La Nouvelle Zélande fait partie des 5 pays au monde qui portent encore l'emblème de la Grande-Bretagne sur leur drapeau national avec le Royaume-Uni, ça va de soi, l'Australie, les îles Fidji et Tuvalu.

Or, rien n'y fait, l'Union Jack sur un drapeau, ça fait tout de même très « empire colonial ». Un concours a donc été lancé parmi la population, 10 000 projets de drapeaux ont été envoyés. Et finalement, hier, 4 projets de drapeaux ont été adoptés par une commission indépendante.

Trois d'entre eux arborent, la Silver Fern, la fougère argentée qui sert déjà d'emblème à l'équipe de rugby nationale, les fameux All Blacks.

Les quatre arborent d'une façon ou d'une autre, la Silver Fern, la fougère argentée nationale. Le plus réussi, à mon avis, est une fougère argentée déployée, sur fond noir et blanc. C'est aussi l'avis du 1er ministre John Key et du capitaine des All Blacks.

Comment les Néo-zélandais vont-ils départager les 4 drapeaux ? Cela va se passer en 2 temps : d'abord en novembre, par la poste, tous les Néo-zélandais pourront voter pour leur drapeau préféré. Puis en mars 2016, le drapeau qui a obtenu le plus de suffrages sera proposé par référendum en remplacement du précédent.

Et ce n'est pas gagné : un premier sondage montre en effet que les Néo-zélandais sont « fifty fifty » sur le sujet. L'ancien drapeau a tout de même un atout : des dizaines de milliers de Néo-zélandais sont morts pour lui pendant les deux guerres mondiales.

Eh puis il y a l'argument économique : 26 millions de dollars néo-zélandais vont être dépensés pour l'ensemble de l'opération. 14 millions et demi d'euros tout de même.

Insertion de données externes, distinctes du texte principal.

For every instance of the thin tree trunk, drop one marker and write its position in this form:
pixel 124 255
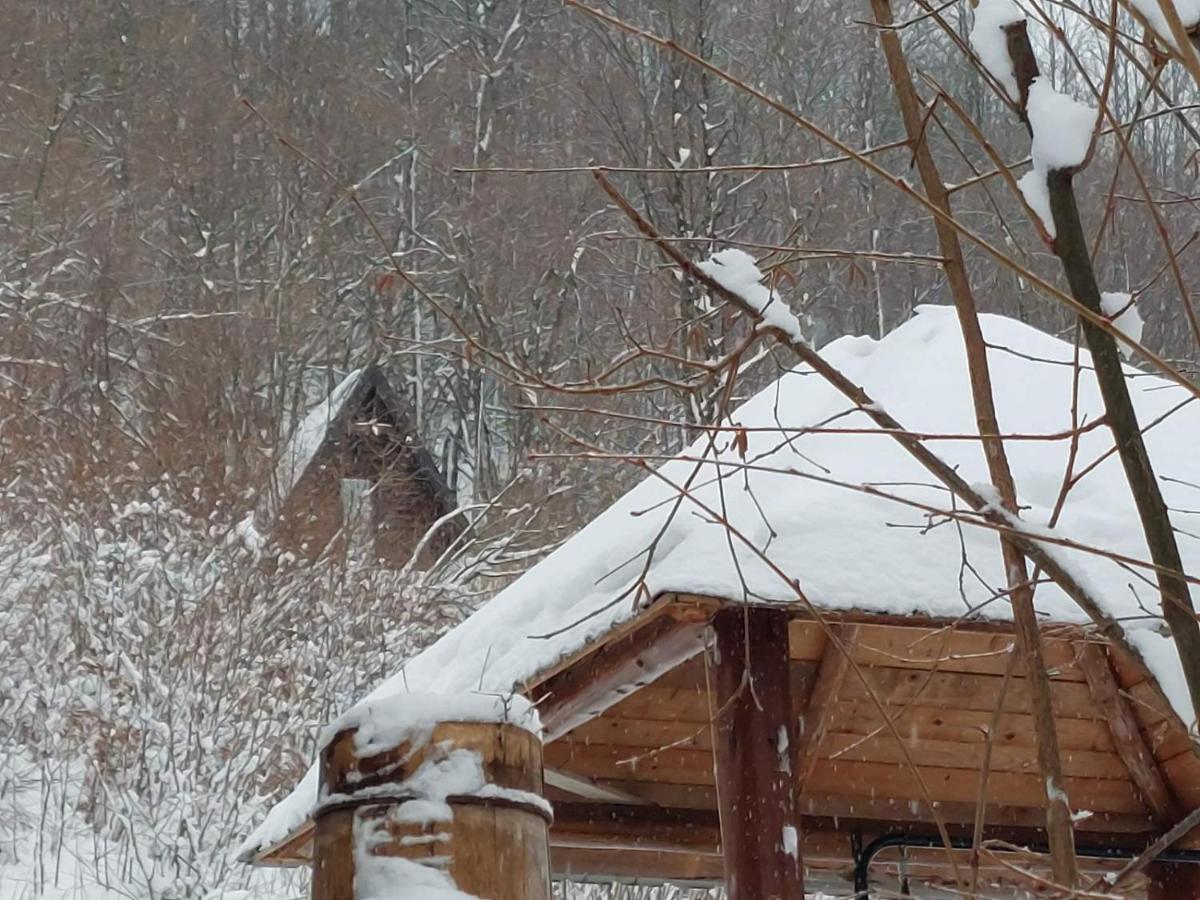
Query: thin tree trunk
pixel 1071 247
pixel 1059 825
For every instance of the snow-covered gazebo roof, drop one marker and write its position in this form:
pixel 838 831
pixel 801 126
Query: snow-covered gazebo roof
pixel 790 484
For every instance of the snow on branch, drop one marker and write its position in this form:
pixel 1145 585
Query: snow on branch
pixel 737 273
pixel 1152 12
pixel 1122 310
pixel 1062 136
pixel 990 42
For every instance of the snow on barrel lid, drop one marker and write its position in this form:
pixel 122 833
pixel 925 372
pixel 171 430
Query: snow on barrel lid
pixel 792 486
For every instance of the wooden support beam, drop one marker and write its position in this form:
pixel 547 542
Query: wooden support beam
pixel 586 787
pixel 606 676
pixel 755 749
pixel 815 719
pixel 1127 738
pixel 483 843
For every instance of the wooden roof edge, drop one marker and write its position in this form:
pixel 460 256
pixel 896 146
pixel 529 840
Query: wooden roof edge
pixel 288 852
pixel 666 631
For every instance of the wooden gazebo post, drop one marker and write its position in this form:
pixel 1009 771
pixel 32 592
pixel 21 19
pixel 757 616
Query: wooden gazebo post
pixel 755 748
pixel 456 808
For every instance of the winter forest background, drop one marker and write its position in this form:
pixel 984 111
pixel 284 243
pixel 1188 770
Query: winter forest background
pixel 178 285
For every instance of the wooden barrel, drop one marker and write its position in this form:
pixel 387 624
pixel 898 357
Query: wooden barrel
pixel 461 809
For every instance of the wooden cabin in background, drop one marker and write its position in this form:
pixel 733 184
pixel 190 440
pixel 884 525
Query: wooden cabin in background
pixel 783 665
pixel 355 475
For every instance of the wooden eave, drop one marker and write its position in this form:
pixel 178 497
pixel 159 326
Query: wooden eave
pixel 628 753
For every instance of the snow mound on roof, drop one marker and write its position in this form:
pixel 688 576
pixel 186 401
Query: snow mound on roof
pixel 849 550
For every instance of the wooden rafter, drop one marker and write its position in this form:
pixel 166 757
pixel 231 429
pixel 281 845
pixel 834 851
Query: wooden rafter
pixel 815 719
pixel 619 667
pixel 1127 737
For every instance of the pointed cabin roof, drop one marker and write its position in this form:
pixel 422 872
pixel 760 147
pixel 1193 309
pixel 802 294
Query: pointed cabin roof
pixel 366 394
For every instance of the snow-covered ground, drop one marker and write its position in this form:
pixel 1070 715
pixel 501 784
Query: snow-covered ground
pixel 160 682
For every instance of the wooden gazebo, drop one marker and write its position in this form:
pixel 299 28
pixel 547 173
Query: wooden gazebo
pixel 839 724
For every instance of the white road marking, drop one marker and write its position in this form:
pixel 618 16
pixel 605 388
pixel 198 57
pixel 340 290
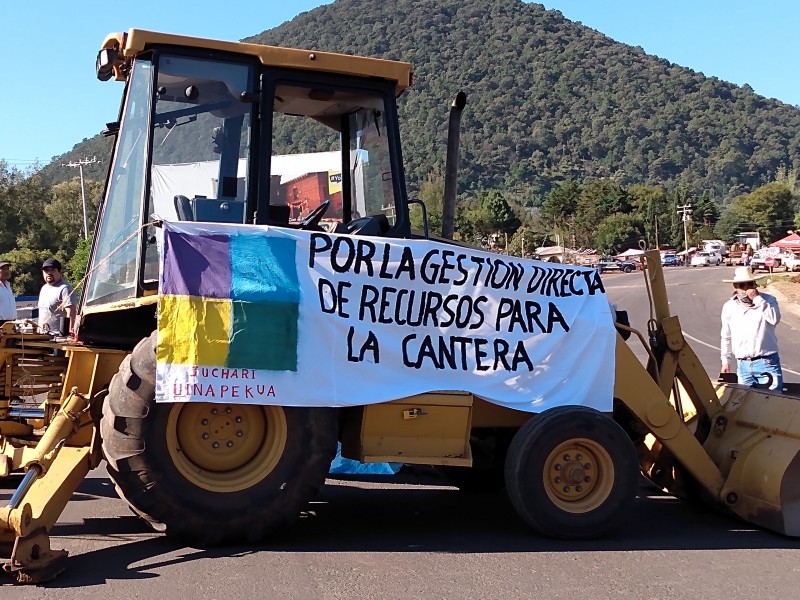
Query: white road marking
pixel 717 348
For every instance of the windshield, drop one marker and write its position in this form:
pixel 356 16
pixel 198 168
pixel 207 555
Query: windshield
pixel 113 272
pixel 342 156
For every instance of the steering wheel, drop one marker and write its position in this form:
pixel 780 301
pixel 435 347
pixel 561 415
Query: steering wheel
pixel 313 218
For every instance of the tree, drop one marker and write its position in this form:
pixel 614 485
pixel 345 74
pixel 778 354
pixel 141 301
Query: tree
pixel 65 210
pixel 618 232
pixel 768 210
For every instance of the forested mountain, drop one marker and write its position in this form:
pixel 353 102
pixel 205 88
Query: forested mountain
pixel 548 100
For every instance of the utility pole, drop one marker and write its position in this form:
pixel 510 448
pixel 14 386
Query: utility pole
pixel 79 164
pixel 686 214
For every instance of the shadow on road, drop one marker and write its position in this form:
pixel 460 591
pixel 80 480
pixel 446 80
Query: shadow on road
pixel 418 515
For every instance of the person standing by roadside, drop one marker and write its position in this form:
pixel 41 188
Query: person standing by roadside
pixel 56 300
pixel 749 320
pixel 8 303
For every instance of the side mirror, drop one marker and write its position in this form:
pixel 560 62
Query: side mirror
pixel 424 216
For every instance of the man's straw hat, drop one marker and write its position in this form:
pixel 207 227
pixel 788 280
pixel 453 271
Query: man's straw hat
pixel 742 275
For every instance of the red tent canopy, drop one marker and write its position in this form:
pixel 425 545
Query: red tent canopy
pixel 791 241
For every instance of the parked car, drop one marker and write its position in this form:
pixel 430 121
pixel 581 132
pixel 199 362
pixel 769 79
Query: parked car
pixel 705 259
pixel 780 259
pixel 610 263
pixel 791 262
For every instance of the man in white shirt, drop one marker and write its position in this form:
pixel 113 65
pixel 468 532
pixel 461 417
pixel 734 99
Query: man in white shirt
pixel 8 303
pixel 748 334
pixel 56 300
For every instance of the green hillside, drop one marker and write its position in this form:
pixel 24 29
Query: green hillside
pixel 548 100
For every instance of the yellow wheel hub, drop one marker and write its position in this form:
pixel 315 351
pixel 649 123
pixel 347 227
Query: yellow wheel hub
pixel 578 475
pixel 225 447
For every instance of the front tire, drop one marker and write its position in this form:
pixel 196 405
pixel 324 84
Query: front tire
pixel 572 473
pixel 211 473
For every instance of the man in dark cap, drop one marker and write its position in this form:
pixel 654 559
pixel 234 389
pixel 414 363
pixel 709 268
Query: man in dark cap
pixel 56 300
pixel 8 303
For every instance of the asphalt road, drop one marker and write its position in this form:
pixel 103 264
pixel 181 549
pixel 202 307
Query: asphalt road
pixel 696 296
pixel 413 537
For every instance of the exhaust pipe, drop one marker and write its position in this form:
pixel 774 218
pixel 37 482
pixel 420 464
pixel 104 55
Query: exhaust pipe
pixel 451 166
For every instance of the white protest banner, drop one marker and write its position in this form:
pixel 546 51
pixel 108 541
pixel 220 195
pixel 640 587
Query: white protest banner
pixel 266 315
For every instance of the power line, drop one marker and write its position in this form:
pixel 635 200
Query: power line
pixel 79 164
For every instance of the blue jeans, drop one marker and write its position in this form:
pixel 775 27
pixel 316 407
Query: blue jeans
pixel 751 372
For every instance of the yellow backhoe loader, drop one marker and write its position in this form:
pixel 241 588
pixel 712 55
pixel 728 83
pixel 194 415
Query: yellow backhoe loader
pixel 234 134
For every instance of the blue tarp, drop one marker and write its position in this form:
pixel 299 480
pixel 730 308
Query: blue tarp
pixel 346 466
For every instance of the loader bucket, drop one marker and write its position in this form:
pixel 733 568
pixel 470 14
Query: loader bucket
pixel 755 441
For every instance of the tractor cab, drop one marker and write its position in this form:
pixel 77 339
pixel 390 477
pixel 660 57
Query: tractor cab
pixel 236 133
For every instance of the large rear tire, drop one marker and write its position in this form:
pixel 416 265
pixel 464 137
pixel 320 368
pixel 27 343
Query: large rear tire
pixel 572 473
pixel 211 473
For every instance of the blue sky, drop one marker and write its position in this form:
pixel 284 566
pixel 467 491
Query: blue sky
pixel 51 99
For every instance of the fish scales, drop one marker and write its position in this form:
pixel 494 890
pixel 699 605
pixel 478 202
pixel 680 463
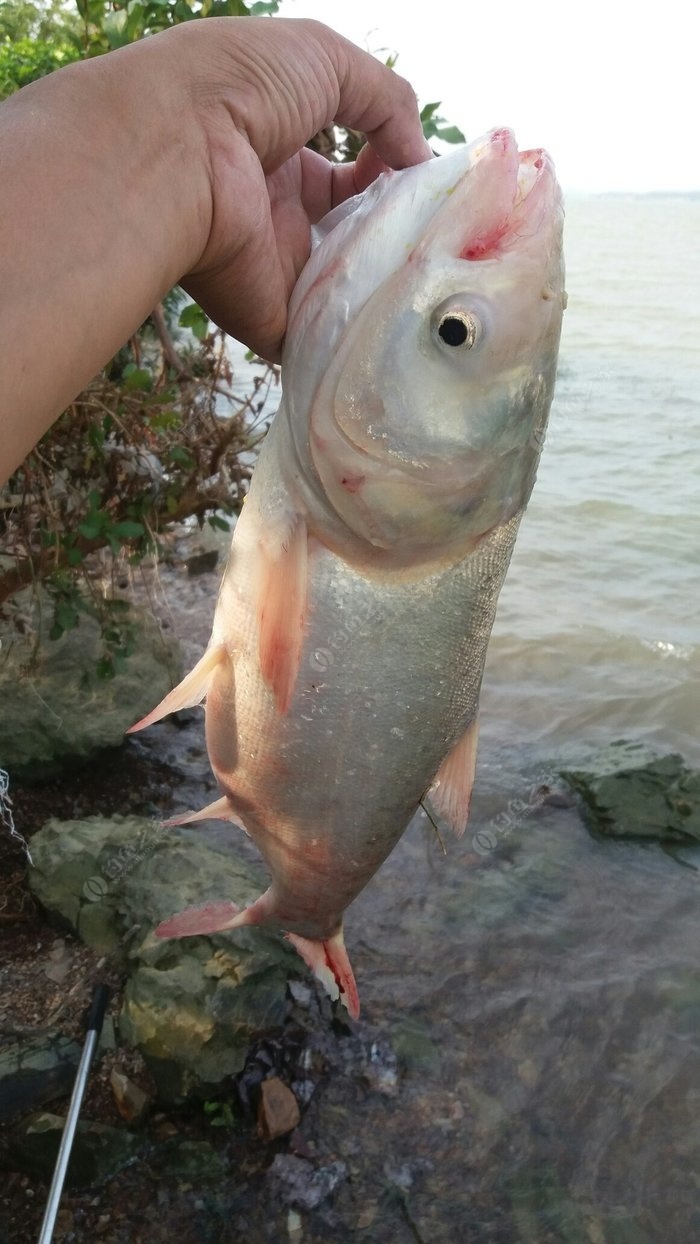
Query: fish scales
pixel 346 659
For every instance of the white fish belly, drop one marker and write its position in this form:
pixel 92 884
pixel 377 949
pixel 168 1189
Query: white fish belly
pixel 389 677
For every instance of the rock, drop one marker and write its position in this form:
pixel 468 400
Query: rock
pixel 98 1151
pixel 279 1109
pixel 56 710
pixel 35 1067
pixel 192 1007
pixel 60 960
pixel 132 1102
pixel 193 1161
pixel 627 794
pixel 295 1182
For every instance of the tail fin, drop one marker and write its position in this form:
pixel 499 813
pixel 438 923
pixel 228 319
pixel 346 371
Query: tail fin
pixel 330 963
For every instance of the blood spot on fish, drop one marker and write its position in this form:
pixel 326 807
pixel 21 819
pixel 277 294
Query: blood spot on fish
pixel 485 246
pixel 353 483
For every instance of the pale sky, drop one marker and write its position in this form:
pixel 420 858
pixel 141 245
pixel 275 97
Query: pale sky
pixel 609 87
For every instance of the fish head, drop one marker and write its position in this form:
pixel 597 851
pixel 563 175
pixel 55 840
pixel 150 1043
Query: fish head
pixel 429 321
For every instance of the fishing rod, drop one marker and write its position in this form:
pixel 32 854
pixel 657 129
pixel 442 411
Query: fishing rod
pixel 93 1028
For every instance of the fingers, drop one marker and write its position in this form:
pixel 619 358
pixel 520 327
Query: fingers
pixel 245 289
pixel 286 78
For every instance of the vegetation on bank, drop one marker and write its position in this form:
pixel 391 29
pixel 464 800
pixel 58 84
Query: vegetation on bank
pixel 159 437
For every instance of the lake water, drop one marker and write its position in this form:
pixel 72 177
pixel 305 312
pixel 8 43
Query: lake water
pixel 545 997
pixel 598 630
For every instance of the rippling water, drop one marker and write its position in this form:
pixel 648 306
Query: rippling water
pixel 546 997
pixel 598 632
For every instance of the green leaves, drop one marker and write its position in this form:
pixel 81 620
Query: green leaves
pixel 98 525
pixel 435 127
pixel 194 319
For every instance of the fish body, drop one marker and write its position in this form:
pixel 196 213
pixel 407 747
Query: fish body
pixel 348 645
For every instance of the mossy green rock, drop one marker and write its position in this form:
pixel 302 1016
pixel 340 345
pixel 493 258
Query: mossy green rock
pixel 190 1005
pixel 626 794
pixel 97 1152
pixel 56 709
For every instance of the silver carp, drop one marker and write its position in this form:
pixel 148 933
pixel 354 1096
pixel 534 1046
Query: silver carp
pixel 343 672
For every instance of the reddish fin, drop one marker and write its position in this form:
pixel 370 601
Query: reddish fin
pixel 330 963
pixel 220 810
pixel 192 689
pixel 214 917
pixel 281 608
pixel 450 794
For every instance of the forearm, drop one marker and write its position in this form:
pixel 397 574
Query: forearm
pixel 102 212
pixel 178 158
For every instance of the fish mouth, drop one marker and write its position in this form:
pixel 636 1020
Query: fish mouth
pixel 502 202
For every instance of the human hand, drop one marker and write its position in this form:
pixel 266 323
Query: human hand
pixel 175 159
pixel 271 86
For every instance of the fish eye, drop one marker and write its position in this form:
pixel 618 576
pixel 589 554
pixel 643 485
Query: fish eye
pixel 458 329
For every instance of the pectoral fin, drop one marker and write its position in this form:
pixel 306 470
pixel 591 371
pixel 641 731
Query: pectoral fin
pixel 282 586
pixel 450 793
pixel 220 810
pixel 192 689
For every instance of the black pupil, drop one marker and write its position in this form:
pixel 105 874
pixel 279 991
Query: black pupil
pixel 453 331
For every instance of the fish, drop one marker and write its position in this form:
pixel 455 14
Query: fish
pixel 342 678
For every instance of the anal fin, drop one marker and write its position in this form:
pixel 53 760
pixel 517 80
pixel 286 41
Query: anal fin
pixel 220 810
pixel 450 793
pixel 192 689
pixel 331 965
pixel 282 586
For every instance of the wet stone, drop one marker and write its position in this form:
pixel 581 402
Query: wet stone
pixel 190 1005
pixel 132 1102
pixel 296 1182
pixel 626 795
pixel 35 1067
pixel 279 1109
pixel 97 1153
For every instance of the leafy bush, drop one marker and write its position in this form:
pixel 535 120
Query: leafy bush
pixel 26 59
pixel 144 447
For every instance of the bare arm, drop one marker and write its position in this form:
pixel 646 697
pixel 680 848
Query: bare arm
pixel 175 159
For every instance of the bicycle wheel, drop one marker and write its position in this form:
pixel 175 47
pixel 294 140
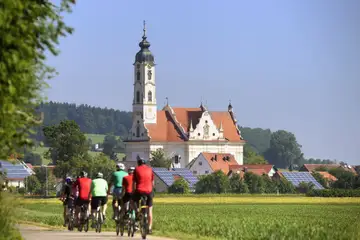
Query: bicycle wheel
pixel 86 226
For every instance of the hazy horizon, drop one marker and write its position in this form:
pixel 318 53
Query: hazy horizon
pixel 291 65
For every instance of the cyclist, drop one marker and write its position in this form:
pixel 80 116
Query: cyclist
pixel 127 191
pixel 84 185
pixel 65 197
pixel 116 181
pixel 143 185
pixel 99 189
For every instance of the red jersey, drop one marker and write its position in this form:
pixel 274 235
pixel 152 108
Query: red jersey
pixel 128 182
pixel 84 185
pixel 144 177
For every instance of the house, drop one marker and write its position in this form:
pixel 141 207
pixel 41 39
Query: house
pixel 258 169
pixel 164 178
pixel 207 162
pixel 16 172
pixel 322 167
pixel 183 133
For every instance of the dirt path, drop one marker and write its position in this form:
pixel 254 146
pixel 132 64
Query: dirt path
pixel 35 233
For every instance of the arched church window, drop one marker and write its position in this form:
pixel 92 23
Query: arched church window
pixel 149 96
pixel 138 76
pixel 138 131
pixel 137 96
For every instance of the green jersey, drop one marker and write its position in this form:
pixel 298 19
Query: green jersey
pixel 117 178
pixel 99 187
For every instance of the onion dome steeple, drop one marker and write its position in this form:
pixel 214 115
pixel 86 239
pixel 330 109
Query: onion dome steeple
pixel 144 55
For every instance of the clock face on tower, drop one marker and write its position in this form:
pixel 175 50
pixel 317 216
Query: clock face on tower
pixel 149 114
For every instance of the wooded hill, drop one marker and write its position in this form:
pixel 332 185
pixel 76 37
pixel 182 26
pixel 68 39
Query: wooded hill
pixel 96 120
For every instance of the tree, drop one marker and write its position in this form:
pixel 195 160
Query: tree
pixel 32 158
pixel 159 159
pixel 284 150
pixel 111 144
pixel 237 185
pixel 179 186
pixel 33 185
pixel 29 30
pixel 217 182
pixel 256 183
pixel 66 141
pixel 251 157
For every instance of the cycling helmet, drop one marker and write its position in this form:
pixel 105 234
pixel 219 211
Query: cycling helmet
pixel 131 170
pixel 140 160
pixel 120 166
pixel 68 180
pixel 83 174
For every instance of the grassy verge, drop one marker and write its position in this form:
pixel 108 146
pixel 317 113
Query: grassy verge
pixel 232 217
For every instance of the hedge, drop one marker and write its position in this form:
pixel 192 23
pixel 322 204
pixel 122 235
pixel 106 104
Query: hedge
pixel 334 193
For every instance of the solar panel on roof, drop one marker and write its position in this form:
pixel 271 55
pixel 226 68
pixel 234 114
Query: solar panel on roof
pixel 297 177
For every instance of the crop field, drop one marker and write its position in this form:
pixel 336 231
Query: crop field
pixel 232 217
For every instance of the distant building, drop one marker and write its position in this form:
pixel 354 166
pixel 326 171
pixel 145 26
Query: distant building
pixel 257 169
pixel 164 178
pixel 183 133
pixel 206 163
pixel 16 172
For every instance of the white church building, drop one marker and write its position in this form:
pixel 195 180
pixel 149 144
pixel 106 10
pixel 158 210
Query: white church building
pixel 183 133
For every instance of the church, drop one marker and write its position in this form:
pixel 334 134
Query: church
pixel 183 133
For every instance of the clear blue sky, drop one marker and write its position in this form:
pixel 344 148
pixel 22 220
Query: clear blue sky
pixel 292 65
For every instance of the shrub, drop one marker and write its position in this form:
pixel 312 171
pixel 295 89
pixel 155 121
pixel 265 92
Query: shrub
pixel 179 186
pixel 237 185
pixel 334 193
pixel 7 229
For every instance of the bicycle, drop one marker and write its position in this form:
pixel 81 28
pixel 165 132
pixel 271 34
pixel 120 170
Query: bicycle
pixel 99 220
pixel 130 220
pixel 84 218
pixel 144 213
pixel 120 227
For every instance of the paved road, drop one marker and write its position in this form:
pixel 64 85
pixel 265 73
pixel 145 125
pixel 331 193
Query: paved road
pixel 36 233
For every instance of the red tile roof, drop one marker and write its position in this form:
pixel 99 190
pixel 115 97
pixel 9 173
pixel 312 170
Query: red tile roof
pixel 177 130
pixel 265 167
pixel 219 163
pixel 328 176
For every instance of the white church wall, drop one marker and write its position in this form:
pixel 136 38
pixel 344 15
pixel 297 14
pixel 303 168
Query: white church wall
pixel 201 166
pixel 205 129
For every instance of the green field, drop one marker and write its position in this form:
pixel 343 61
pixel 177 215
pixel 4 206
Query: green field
pixel 233 217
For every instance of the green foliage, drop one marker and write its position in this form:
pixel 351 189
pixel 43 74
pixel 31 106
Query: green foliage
pixel 8 230
pixel 305 187
pixel 32 158
pixel 219 220
pixel 159 159
pixel 29 30
pixel 33 185
pixel 345 179
pixel 217 182
pixel 93 120
pixel 111 145
pixel 334 193
pixel 47 180
pixel 179 186
pixel 320 179
pixel 237 185
pixel 256 183
pixel 66 141
pixel 251 157
pixel 284 150
pixel 284 186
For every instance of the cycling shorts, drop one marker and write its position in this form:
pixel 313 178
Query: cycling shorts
pixel 95 202
pixel 137 196
pixel 117 193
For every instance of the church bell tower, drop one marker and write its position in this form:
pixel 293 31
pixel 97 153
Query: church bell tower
pixel 144 102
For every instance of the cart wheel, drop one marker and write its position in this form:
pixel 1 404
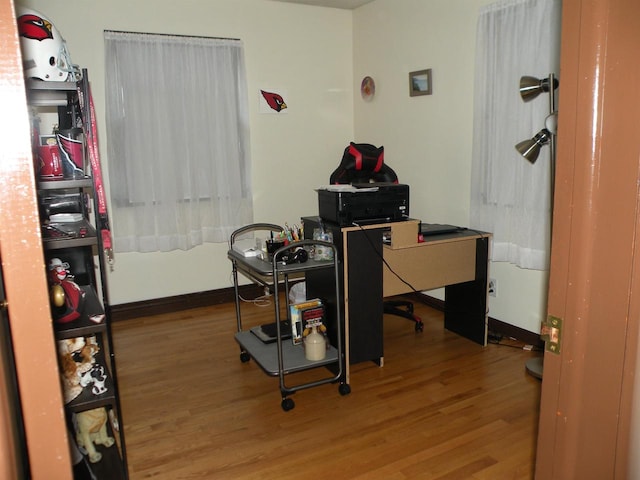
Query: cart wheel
pixel 287 404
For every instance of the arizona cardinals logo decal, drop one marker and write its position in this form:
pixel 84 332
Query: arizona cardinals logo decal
pixel 34 27
pixel 275 101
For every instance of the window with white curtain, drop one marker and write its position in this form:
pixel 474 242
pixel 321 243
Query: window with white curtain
pixel 177 140
pixel 510 197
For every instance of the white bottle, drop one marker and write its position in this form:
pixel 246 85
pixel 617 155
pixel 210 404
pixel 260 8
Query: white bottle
pixel 315 346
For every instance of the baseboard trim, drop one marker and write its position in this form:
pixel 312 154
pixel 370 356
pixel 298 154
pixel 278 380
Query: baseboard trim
pixel 177 303
pixel 157 306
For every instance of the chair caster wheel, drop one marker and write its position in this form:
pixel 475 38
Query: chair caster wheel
pixel 344 389
pixel 287 404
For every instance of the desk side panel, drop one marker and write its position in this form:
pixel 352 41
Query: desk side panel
pixel 365 302
pixel 466 303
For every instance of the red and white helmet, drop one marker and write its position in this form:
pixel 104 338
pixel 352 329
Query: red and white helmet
pixel 44 51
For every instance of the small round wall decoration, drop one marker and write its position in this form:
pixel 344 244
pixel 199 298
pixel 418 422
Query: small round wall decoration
pixel 367 88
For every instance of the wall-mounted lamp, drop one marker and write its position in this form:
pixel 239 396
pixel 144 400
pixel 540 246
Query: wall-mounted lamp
pixel 530 149
pixel 530 88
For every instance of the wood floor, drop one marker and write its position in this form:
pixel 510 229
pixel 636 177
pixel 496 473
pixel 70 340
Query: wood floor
pixel 442 407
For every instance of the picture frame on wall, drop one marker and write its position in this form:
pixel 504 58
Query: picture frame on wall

Est-ce vraiment utile ? Enfin, il y a aussi un problème de lèse-majesté.

Déjà, en février 2015, les îles Fidji ont aussi décidé d'enlever l'Union Jack de leur drapeau et de n'y laisser que la noix de coco, le palmier, la canne à sucre, les bananes et la colombe de la paix, le tout sur fond bleu turquoise.

Deux drapeaux d'un coup, sans Union Jack, c'est faire beaucoup de peine pour si peu à Elisabeth II, à quelques jours d'un record historique : le 9 septembre prochain, elle aura battu le record de Victoria du règne le plus long de l'histoire du Royaume-Uni : 63 ans, 7 mois et 2 jours.